It shows the value of plasma glucose, serum urea, serum creatinine, serum uric acid and serum electrolytes (sodium, potassium, chloride) in hypertensive subjects and control. Serum uric acid and chloride slightly higher in hypertensive subjects than controls. There was no significant difference in blood sugar, urea, creatinine sodium and potassium between hypertensive patients and controls.

Table 4 shows the value of Lipid profile in hypertensives and control subjects.

Table 4: Lipid Parameters in Hypertensives and Control Subjects

There was significantly higher level of total cholesterol, TGL, LDL-C in hypertensive subjects compared to control. There was no significant change in serum HDL-C (Table 5).

Table 5: Liver Function Testsparameters in Hypertensives and Control Subjects

Table 6 shows the average value of MMP-9 and urine albumin in hypertensive and controls. There was significantly raised serum MMP-9 in hypertensive subjects in comparison with controls. Urine albumin was within normal range.

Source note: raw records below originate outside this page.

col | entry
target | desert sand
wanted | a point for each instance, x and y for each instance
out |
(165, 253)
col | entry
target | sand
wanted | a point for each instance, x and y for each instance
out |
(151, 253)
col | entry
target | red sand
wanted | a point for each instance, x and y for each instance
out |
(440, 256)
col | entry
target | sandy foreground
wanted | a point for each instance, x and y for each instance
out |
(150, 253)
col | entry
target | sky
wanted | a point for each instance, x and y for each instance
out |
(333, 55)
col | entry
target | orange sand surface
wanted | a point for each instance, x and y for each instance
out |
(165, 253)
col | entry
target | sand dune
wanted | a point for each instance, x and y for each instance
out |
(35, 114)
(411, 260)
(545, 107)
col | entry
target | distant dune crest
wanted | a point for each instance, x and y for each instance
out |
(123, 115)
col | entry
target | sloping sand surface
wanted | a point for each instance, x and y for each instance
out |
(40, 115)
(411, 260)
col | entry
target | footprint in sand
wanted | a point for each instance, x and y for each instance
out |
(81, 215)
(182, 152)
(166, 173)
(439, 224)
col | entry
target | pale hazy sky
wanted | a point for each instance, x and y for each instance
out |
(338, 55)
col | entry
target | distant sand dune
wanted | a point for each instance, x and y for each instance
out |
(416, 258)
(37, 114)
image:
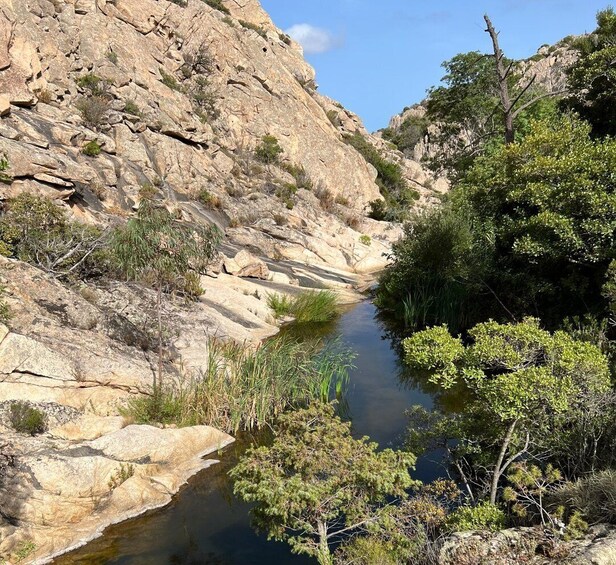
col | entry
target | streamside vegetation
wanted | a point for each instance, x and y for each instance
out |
(507, 296)
(243, 388)
(308, 306)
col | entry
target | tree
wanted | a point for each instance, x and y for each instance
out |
(551, 201)
(509, 103)
(37, 230)
(592, 78)
(523, 383)
(316, 485)
(163, 252)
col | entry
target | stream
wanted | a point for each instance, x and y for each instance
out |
(206, 525)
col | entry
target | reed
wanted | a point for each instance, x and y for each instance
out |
(242, 388)
(308, 306)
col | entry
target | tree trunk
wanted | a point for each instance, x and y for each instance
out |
(502, 74)
(324, 556)
(499, 462)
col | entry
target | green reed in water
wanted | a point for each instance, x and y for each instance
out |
(308, 306)
(244, 388)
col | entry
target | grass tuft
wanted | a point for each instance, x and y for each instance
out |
(308, 306)
(245, 389)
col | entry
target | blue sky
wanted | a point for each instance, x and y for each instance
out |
(377, 56)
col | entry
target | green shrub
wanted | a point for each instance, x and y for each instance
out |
(93, 110)
(92, 149)
(269, 150)
(168, 80)
(4, 165)
(242, 388)
(594, 496)
(254, 27)
(36, 230)
(484, 516)
(26, 419)
(217, 5)
(308, 306)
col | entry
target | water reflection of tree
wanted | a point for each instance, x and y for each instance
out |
(448, 401)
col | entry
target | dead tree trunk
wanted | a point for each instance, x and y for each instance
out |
(502, 74)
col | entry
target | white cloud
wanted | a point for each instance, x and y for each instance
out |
(313, 39)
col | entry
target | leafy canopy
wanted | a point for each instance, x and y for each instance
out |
(316, 485)
(592, 79)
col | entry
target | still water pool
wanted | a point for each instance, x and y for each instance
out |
(207, 525)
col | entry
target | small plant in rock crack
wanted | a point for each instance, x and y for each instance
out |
(27, 419)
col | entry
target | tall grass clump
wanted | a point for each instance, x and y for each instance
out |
(242, 388)
(306, 307)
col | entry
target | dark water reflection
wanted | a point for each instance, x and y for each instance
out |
(206, 524)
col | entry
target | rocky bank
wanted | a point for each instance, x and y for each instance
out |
(175, 96)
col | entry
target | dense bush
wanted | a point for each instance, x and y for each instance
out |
(269, 150)
(484, 516)
(594, 496)
(37, 230)
(26, 419)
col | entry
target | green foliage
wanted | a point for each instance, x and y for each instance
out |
(217, 5)
(269, 150)
(316, 484)
(395, 190)
(121, 475)
(36, 230)
(438, 270)
(484, 516)
(242, 388)
(157, 249)
(4, 165)
(26, 419)
(528, 490)
(527, 389)
(92, 148)
(530, 230)
(551, 203)
(593, 495)
(306, 307)
(254, 27)
(168, 79)
(592, 78)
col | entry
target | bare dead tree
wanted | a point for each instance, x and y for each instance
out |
(503, 72)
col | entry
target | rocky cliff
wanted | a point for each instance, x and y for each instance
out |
(99, 98)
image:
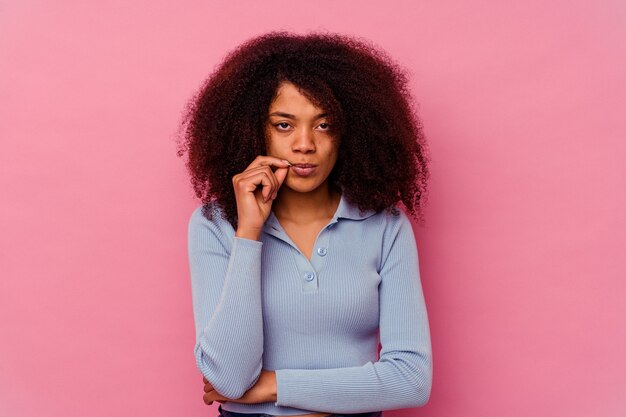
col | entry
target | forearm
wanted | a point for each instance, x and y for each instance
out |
(229, 348)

Table 6: Serum MMP-9, hsCRP and Urinary Albumin in Study Subjects

Hypertension represents a significant risk factor for the onset of coronary heart disease and stroke, with the potential of inducing cardiac enlargement and consequent heart failure [1]. Various lifestyle elements, such as excessive salt consumption, obesity, smoking, and alcohol intake, have been identified as factors that elevate the likelihood of developing hypertension. The relationship between obesity and hypertension has been acknowledged in the scientific literature [7]. Notably, our research revealed no substantial disparity in BMI across the cohorts. The findings underscored that BMI did not exhibit a significant variance among the groups, hinting at other factors exerting a more pronounced impact on hypertension within the study cohort. The discourse section of the paper thoroughly examines the consequences and interpretations of the study outcomes concerning the existing knowledge domain. The investigation primarily concentrated on the repercussions of hypertension on coronary heart disease, stroke, cardiac hypertrophy, heart failure, as well as the associated risk determinants like excessive salt ingestion, obesity, smoking, and alcohol usage. Moreover, the study accentuated the pivotal role of lifestyle adjustments and medication in the management of hypertension and the mitigation of health hazards. This discovery is consistent with prior research highlighting the dominant contribution of non-specific lifestyle and genetic influences to hypertension.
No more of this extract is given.